Increased anxiety is probably the most pervasive, a pervasive in-the-back-of-the-mind concern owing to the omnipresent hyper-vigilant nervous system that can never be sure. This can spill over into outright anxiety or panic attacks in especially overwhelming circumstances, such as an especially packed subway train or an extremely packed, rowdy music festival. Depression has its minions, too, ranging from the sheer fatigue of constantly having to adapt and being a little, faceless widget in a behemoth, impersonal machine. The town and the folk are a lonely community, and the capacity to be connected with other human beings is out of reach when the psychological batteries are low. Combine it with the awareness that the anxious mind goes haywire by defaulting.

It comes out as irritability and fury, where a small disappointment—a slow-moving pedestrian, an embarrassed train—elicits a crazily out-of-kilter angry response. The reservoirs of empathy and patience in the mind are just depleted. Another shutting down is dissociation, a sense of being cut off from self or world. The world may seem unreal, dreamlike, a psychic buffer against all the stimulation the mind is no longer able to process successfully. In children, this chronic overstimulation can complete the circle and virtually guarantee the onset of attention-deficit disorder symptoms, and guarantee that one can't concentrate for more than a minute or two. The human brain is resourceful, though, and it compensates by attempting to cram.

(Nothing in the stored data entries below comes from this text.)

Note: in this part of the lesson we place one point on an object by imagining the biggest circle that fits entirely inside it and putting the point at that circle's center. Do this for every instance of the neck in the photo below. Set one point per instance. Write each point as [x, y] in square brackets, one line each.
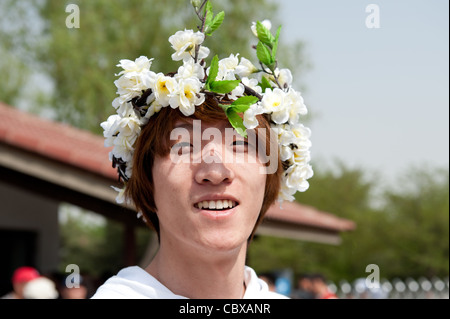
[217, 275]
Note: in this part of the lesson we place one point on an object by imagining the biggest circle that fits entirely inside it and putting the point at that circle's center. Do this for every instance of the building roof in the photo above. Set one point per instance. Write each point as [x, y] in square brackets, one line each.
[85, 151]
[55, 140]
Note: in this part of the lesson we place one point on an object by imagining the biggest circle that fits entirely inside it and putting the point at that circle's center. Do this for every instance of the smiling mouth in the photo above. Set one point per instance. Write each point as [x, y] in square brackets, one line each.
[216, 205]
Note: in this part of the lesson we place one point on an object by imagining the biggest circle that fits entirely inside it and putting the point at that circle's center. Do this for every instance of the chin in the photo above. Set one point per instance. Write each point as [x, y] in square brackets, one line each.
[225, 241]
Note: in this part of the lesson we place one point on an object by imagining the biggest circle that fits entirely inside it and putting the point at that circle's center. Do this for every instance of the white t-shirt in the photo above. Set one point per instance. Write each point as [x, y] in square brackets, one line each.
[135, 283]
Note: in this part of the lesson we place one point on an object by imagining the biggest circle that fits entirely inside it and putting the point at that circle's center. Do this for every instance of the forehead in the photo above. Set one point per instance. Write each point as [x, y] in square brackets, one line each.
[191, 124]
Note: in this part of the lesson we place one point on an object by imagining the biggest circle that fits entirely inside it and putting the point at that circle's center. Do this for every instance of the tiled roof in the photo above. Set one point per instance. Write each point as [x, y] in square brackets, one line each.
[55, 140]
[297, 213]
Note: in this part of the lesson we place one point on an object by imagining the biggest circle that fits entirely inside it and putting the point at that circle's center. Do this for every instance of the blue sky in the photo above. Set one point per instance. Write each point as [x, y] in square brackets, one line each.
[379, 97]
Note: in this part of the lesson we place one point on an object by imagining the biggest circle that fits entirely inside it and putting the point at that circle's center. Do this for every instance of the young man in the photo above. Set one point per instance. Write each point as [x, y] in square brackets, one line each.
[203, 172]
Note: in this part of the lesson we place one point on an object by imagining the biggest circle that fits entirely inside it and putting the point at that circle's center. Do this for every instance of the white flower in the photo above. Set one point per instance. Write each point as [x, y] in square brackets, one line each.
[129, 126]
[296, 105]
[185, 42]
[285, 77]
[123, 147]
[140, 65]
[124, 108]
[245, 68]
[111, 126]
[187, 96]
[190, 69]
[297, 177]
[252, 84]
[266, 23]
[131, 85]
[273, 103]
[237, 92]
[110, 129]
[164, 87]
[120, 198]
[227, 68]
[250, 120]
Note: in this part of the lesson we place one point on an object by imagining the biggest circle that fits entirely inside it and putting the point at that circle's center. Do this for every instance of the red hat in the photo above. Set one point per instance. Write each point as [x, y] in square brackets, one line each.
[25, 274]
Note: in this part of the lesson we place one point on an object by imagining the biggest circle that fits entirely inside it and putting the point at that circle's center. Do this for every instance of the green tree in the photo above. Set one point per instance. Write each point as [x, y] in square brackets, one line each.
[405, 232]
[419, 216]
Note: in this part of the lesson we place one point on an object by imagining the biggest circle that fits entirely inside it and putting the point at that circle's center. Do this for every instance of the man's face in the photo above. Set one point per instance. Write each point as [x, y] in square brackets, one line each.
[206, 198]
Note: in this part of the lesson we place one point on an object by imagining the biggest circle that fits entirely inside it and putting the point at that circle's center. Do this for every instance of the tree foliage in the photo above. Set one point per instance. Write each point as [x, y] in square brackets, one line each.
[406, 234]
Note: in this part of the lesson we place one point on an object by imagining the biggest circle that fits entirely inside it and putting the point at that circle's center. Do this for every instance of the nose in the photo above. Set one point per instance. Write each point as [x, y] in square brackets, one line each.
[212, 169]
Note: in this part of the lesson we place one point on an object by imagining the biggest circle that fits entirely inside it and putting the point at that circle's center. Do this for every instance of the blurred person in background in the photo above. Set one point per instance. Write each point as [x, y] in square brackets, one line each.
[40, 288]
[78, 291]
[305, 289]
[320, 287]
[20, 278]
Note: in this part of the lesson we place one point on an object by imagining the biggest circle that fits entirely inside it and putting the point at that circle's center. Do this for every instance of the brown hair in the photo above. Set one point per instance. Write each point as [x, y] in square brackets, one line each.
[154, 140]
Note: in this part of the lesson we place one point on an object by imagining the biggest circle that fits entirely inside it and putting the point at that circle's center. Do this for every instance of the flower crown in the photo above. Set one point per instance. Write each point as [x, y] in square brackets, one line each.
[267, 90]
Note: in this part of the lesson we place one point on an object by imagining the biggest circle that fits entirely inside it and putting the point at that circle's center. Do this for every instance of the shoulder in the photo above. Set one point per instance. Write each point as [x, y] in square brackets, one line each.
[133, 283]
[257, 288]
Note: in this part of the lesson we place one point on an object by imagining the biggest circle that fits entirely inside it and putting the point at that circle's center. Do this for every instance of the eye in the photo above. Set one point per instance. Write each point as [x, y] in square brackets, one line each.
[240, 145]
[182, 148]
[182, 144]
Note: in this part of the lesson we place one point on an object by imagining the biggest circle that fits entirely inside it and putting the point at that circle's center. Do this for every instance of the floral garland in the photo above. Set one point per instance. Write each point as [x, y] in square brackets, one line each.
[267, 90]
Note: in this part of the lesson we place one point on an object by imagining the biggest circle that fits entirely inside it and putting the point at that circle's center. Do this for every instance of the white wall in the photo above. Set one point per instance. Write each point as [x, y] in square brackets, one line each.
[26, 211]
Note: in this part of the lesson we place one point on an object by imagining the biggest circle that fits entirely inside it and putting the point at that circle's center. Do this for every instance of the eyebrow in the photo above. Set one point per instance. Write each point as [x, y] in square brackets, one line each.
[185, 125]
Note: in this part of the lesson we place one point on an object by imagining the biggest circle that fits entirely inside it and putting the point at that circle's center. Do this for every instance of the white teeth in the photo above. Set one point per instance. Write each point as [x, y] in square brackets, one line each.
[219, 204]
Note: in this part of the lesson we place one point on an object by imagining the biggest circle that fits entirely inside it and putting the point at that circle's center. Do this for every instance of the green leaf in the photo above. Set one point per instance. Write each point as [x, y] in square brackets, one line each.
[243, 104]
[275, 46]
[215, 23]
[237, 122]
[209, 13]
[265, 84]
[245, 100]
[213, 72]
[223, 87]
[264, 35]
[263, 54]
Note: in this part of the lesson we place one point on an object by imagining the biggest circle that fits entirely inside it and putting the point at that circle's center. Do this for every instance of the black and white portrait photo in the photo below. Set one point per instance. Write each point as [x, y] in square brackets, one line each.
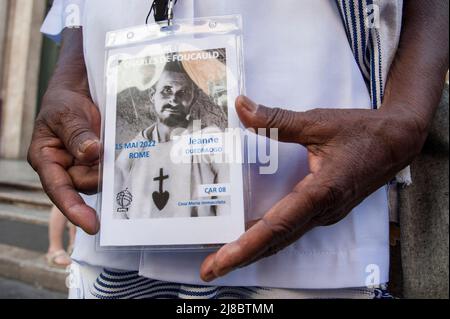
[159, 97]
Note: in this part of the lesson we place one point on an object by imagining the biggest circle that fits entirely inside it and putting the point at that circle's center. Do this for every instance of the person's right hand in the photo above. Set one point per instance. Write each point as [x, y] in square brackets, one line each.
[65, 152]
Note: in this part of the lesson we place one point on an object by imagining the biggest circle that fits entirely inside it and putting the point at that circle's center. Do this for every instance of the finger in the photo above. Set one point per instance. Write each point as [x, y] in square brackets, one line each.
[77, 130]
[282, 224]
[209, 274]
[85, 178]
[290, 125]
[58, 185]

The most typical method is withdrawal. We construct sensory bubbles of noise-cancelling headphones, our eyes moving to scan phone screens in order to construct a contained visual world that is mobile. It works in the short term but can serve to accelerate the loss of our sense of place and sense of community, fueling the urban estrangement it wishes to counteract. A better solution is urban planning sensitive to this psychic expense. The development of "quiet zones," public parks and green belts, and walking zones gives the brain hyper-stimulated with oases it desires. Biophilic design, or incorporating natural materials such as wood, water, and plants into building design, has been shown to reduce stress and enhance cognitive function. Finally, the psychic cost of the sensory overload city reminds us that our brains are still not developed enough to keep up with the world we've created.

The city is a marvel of what human engineering can accomplish, but the incessant requirements test our old brains to their limits. To survive in such environments, we must be more attuned to their covert costs. It demands a personal habit of seeking quiet and a civic policy linking economic growth with mental health and concentration. The city of the future must be built not for efficiency, but for the state of humanity, stimulating not just but also protecting, providing space for the mind to heal, reorganize, and just be, in splendid, depleted disarray.